Subtle self-promotion does have its value especially in gaining the confidence in the guest, but this needs to be backed up with action eventually if not first. I am not without an ego for sure, but I try to put it on a back burner for most of my bar shifts unless the guest begins to inquire. Self-aggrandizing perhaps has its place to some extent in reassuring a guest as to why that moment is unique. Many have a curiosity as to why this interaction feels different and special, and they desire an explanation. Without prompting, that same story reveal is unnecessary and pretentious, and it could across as insecurity and seem like a way to make up for shortcomings by resting on laurels or worse – acts of fiction and delusion. Micah Solomon in
The Heart of Hospitality: Great Hotel and Restaurant Leaders Share Their Secrets wrote, “The heart of hospitality, for me, is the ability to focus completely and totally on one person, even if only for a matter of seconds, yet long enough that you’ve got a clear connection, a channel between the two of you.” Working towards that connection is the goal with many ways of getting there.

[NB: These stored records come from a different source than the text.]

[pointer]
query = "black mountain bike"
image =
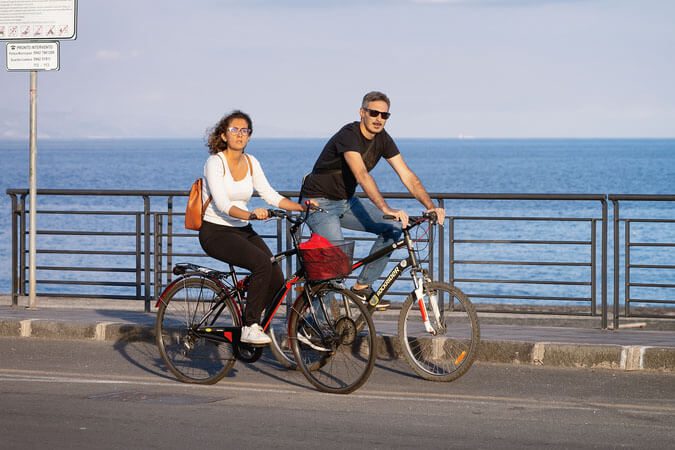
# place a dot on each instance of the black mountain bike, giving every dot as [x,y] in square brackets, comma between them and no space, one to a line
[438,326]
[199,320]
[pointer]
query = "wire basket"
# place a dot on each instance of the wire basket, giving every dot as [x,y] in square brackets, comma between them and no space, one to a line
[326,263]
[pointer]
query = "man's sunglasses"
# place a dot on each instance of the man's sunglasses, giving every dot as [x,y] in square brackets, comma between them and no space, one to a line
[243,131]
[375,113]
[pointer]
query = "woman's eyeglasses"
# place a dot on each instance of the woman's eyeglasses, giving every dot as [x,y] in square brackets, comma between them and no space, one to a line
[242,131]
[375,113]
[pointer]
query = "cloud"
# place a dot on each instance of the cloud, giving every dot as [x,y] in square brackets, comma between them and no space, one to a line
[114,55]
[505,3]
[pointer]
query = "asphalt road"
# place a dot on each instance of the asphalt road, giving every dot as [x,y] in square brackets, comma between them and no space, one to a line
[77,395]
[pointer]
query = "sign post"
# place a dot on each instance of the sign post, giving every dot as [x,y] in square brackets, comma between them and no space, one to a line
[26,23]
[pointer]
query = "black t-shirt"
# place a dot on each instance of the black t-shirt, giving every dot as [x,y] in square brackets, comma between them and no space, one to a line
[331,177]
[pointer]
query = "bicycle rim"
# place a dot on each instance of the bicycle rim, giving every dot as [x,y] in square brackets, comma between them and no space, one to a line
[449,353]
[190,358]
[333,354]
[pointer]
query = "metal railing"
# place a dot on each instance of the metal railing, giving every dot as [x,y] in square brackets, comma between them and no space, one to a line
[131,249]
[631,263]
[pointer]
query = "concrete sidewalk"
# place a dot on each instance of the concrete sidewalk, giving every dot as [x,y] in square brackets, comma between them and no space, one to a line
[505,338]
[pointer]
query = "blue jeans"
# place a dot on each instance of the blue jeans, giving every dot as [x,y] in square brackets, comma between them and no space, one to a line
[359,215]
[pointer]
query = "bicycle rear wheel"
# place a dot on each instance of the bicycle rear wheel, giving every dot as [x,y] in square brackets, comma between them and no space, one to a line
[186,305]
[333,354]
[450,351]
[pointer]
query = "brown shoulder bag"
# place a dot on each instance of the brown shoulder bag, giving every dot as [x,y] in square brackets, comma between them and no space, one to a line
[195,209]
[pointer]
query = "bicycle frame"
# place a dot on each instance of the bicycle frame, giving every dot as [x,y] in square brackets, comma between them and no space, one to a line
[410,262]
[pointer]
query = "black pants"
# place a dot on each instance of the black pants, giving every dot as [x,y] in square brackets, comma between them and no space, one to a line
[242,247]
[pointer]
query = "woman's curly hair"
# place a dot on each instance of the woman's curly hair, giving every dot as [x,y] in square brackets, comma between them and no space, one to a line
[214,141]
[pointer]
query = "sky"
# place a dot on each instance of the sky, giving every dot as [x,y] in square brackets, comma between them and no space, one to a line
[452,68]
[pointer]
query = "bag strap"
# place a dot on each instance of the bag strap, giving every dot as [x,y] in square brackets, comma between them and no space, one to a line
[250,166]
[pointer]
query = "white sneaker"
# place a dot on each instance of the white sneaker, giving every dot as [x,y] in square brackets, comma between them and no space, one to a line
[254,335]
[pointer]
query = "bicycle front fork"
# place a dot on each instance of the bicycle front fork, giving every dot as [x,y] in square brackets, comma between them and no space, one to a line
[418,281]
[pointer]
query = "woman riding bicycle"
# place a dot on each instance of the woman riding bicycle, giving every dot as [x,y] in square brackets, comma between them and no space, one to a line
[226,234]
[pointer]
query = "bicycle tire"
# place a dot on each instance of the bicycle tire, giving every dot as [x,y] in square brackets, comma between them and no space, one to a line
[280,348]
[190,358]
[332,354]
[449,353]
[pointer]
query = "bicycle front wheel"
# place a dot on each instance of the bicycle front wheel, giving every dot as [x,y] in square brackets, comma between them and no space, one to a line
[188,304]
[333,352]
[446,350]
[280,346]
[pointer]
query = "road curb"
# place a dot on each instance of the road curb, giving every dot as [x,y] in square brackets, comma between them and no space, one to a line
[549,354]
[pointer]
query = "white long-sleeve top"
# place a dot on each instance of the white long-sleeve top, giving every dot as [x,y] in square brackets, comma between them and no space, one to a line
[226,192]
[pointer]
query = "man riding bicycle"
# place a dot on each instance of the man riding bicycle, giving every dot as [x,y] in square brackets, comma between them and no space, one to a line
[344,163]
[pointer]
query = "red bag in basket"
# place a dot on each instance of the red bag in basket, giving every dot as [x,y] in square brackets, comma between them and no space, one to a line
[324,260]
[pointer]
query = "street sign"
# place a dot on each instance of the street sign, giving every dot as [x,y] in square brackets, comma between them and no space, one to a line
[38,19]
[26,56]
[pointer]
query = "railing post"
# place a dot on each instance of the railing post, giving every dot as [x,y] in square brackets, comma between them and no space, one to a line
[15,249]
[22,246]
[615,322]
[169,238]
[138,256]
[626,296]
[146,250]
[158,253]
[594,269]
[451,251]
[441,245]
[604,265]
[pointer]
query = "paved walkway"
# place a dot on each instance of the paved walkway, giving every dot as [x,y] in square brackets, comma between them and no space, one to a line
[505,338]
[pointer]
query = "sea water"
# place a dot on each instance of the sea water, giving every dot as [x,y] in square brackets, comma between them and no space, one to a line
[516,166]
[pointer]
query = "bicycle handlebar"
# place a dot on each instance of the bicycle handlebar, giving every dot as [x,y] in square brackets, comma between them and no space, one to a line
[282,214]
[414,220]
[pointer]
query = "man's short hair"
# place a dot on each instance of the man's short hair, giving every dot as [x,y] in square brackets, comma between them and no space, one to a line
[374,96]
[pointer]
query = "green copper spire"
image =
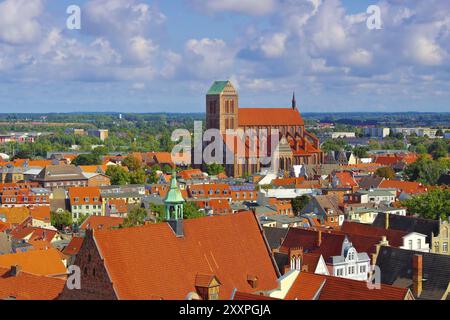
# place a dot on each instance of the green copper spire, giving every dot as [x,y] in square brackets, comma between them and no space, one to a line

In thinking about other bar mentors in the industry, I wondered what would legendary NYC barman Sasha Petraske say about all this [since he was a bit of an iconoclast]. In his
Regarding Cocktails book, he instructed, “Do things not for applause or personal gain, but simply because it is the right way to do things.” Indeed, Sasha promoted the idea of hospitality over self-needs to choose the best path possible for the guest.
In returning to Gary Regan, he stressed to not underestimate your ability as a bartender or server to change the world one customer at a time. If you make one guest happy and they pass that on to other, and if you consider how many guests you see in a work shift, in a week, and in a year, it can make the world better.